This $15K Electric Motorcycle Made Me Love Riding in NYC
I’ve spent decades riding motorcycles, and have twisted the throttle of just about every type of street bike you can find. That includes electrics, from Zeros to Brammos, prototypes to production models. But finding a two-wheeled EV that feels “normal”—let alone great—after years of riding gasoline-powered bikes borders on miracle territory.
And that’s where Alta Motors’ battery-powered RedShift SM plants its flag. Alta co-founder and CEO Marc Fenigstein says that while it’s nice the bike doesn’t spew CO2, the company chose electric power for performance. “The idea was to build a bike that is faster than the ones we already owned,” he says. Applying 40 horsepower to a bike that weighs just 275 pounds is good for an 85 mph top speed, but even that is hardly enough to stand out in a market where superbikes flirt with 200 horses and accelerate to 60 mph in two seconds.
No, the RedShift, which looks and rides like a 400-cc off-road enduro machine, comes with a subtler upside that it reveals not on the track, but during a ride around Manhattan in midday traffic.
Alta spent 10 years designing this bike for urban riding, where it will take on commuter bikes ranging from the budget-minded Suzuki TU250 and Kawasaki KLR to high-enders like the BMW R1200GS. The RedShift’s advantages include a narrow chassis that slips easily through traffic and a high seat for a killer view of errant taxis, device-distracted pedestrians, and other hazards. If you ride aggressively, the 5.8-kWh battery pack is good for an average range of 50 miles. That’s not much for a car, but Alta’s going after city-dwellers for whom that range will prove plenty.
Performance isn’t everything, but I can’t deny loving the RedShift’s seemingly instant acceleration, thanks to the torquey electric motor. While 40 horsepower is major muscle for a lightweight bike, it’s the 34 pound-feet of torque that really matter. That’s more than enough to leave cars and most other motorcycles in the dust, at least for the first few blocks, which is all that matters in the city.
Then there’s the price: At $15,000, the RedShift proves small doesn’t equal cheap. For that price, you could take home any number of larger, more powerful machines like the BMW K1300s and Yamaha Super Ténéré, and piles of stylish entry-level models including the Triumph Street Twin, Moto Guzzi V7, and Ducati Monster 821.
The RedShift justifies its price with specialization: If you’re looking for an urban runabout, it beats all the others. On my ride around New York, the stout suspension, with a full foot of travel at the front and rear, didn’t completely smooth out the city’s crater-like pot holes, but took enough off the nastiest bumps to keep me confidently in control both at highway speeds and creeping around obstacles on congested streets. I quickly felt at home perched on its long, comfortable seat, and after a few minutes stopped looking down at the dash and controls, and rode by feel, treating the bike as a bodily extension.

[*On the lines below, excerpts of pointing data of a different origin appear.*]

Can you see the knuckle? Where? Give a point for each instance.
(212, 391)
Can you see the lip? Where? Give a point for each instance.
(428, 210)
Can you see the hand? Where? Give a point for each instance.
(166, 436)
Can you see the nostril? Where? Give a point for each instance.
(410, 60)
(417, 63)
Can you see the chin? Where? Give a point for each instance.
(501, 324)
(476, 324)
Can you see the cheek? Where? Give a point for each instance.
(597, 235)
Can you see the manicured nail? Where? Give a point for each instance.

Yes, motorcyclists tell that “extension” story all the time—and I doubt they experience it in full. I don’t think you can get that feeling on sofa-sized bikes like the Honda Gold Wing or Harley-Davidson Road Glide. As long as I kept my head up, the light and precise Redshift disappeared as I rode, leaving me to imagine I was floating down the street at the speed of traffic.
And unlike other electric bikes I’ve ridden, the Redshift delivers a surprising amount of mechanical feedback, a reminder that I’m on a complex machine, not an two-wheeled appliance. Twist the throttle and the motor responds with a muted clicking, crackling vibration before the power kicks in completely. It feels like someone is feathering the clutch after shifting into first gear, but there is no clutch to operate, no gears to select. As much as I enjoy shifting the six-speed transmission on my old Ducati and hearing the engine’s response, I can’t deny loving for how eliminating the chore leaves more time to concentrate on getting where I’m going.